BERT-LID: Leveraging BERT to Improve Spoken Language Identification
Yuting Nie, Junhong Zhao, Wei-Qiang Zhang, Jinfeng Bai
TL;DR
This work addresses the challenge of language identification for short speech segments and code-switching by introducing BERT-LID, a phonotactic-syntactic LID framework that uses phonetic posteriorgrams as BERT inputs and a deep classifier. By comparing various token embedding schemes and back-end classifiers, the authors show that phone-wise averaged PPG inputs with a RCNN classifier yield the strongest performance, outperforming traditional n-gram-SVM and x-vector baselines on OLR20, T&T, and TAL_ASR, with the largest gains on short segments.

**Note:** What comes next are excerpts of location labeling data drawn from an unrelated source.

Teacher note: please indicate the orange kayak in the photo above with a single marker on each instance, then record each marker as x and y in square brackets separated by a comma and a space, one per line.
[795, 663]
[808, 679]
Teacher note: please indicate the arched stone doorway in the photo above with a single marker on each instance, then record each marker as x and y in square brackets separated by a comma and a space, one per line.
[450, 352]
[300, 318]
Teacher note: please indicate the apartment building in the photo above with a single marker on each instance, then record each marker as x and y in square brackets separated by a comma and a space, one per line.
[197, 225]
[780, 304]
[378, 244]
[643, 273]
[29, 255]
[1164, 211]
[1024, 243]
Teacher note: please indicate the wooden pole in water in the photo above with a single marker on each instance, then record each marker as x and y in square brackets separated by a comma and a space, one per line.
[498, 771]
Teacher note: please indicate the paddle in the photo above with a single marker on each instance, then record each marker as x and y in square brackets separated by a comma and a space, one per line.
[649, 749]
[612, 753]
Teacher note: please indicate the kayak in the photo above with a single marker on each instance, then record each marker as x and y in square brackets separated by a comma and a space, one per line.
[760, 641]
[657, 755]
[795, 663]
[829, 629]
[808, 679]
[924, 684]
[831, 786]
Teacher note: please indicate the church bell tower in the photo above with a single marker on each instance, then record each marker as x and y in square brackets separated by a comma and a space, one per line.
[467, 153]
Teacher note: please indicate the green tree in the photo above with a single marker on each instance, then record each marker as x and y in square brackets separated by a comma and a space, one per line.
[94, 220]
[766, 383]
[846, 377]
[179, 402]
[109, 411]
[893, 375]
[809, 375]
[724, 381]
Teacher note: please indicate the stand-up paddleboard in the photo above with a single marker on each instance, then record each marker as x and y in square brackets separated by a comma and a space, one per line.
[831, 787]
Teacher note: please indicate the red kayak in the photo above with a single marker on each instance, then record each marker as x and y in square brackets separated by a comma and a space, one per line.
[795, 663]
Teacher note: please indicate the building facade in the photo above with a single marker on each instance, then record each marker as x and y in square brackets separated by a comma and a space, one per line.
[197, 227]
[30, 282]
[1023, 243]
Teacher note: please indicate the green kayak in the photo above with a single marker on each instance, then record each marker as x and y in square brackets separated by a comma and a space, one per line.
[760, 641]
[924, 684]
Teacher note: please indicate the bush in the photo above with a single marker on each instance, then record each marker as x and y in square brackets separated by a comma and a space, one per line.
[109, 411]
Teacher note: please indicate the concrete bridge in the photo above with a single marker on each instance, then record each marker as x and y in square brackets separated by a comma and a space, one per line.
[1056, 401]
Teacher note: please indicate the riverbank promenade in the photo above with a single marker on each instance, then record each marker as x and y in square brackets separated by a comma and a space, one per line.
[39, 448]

The results demonstrate the effectiveness of combining phonotactic representations and BERT-based language modeling for robust LID, particularly in real-world multilingual and code-switching scenarios. The approach provides a practical pathway to improve multilingual ASR and related systems by more accurately identifying languages in brief or mixed-language utterances.
Abstract
Language identification is the task of automatically determining the identity of a language conveyed by a spoken segment. It has a profound impact on the multilingual interoperability of an intelligent speech system. Despite language identification attaining high accuracy on medium or long utterances(>3s), the performance on short utterances (<=1s) is still far from satisfactory. We propose a BERT-based language identification system (BERT-LID) to improve language identification performance, especially on short-duration speech segments. We extend the original BERT model by taking the phonetic posteriorgrams (PPG) derived from the front-end phone recognizer as input. Then we deployed the optimal deep classifier followed by it for language identification. Our BERT-LID model can improve the baseline accuracy by about 6.5% on long-segment identification and 19.9% on short-segment identification, demonstrating our BERT-LID's effectiveness to language identification.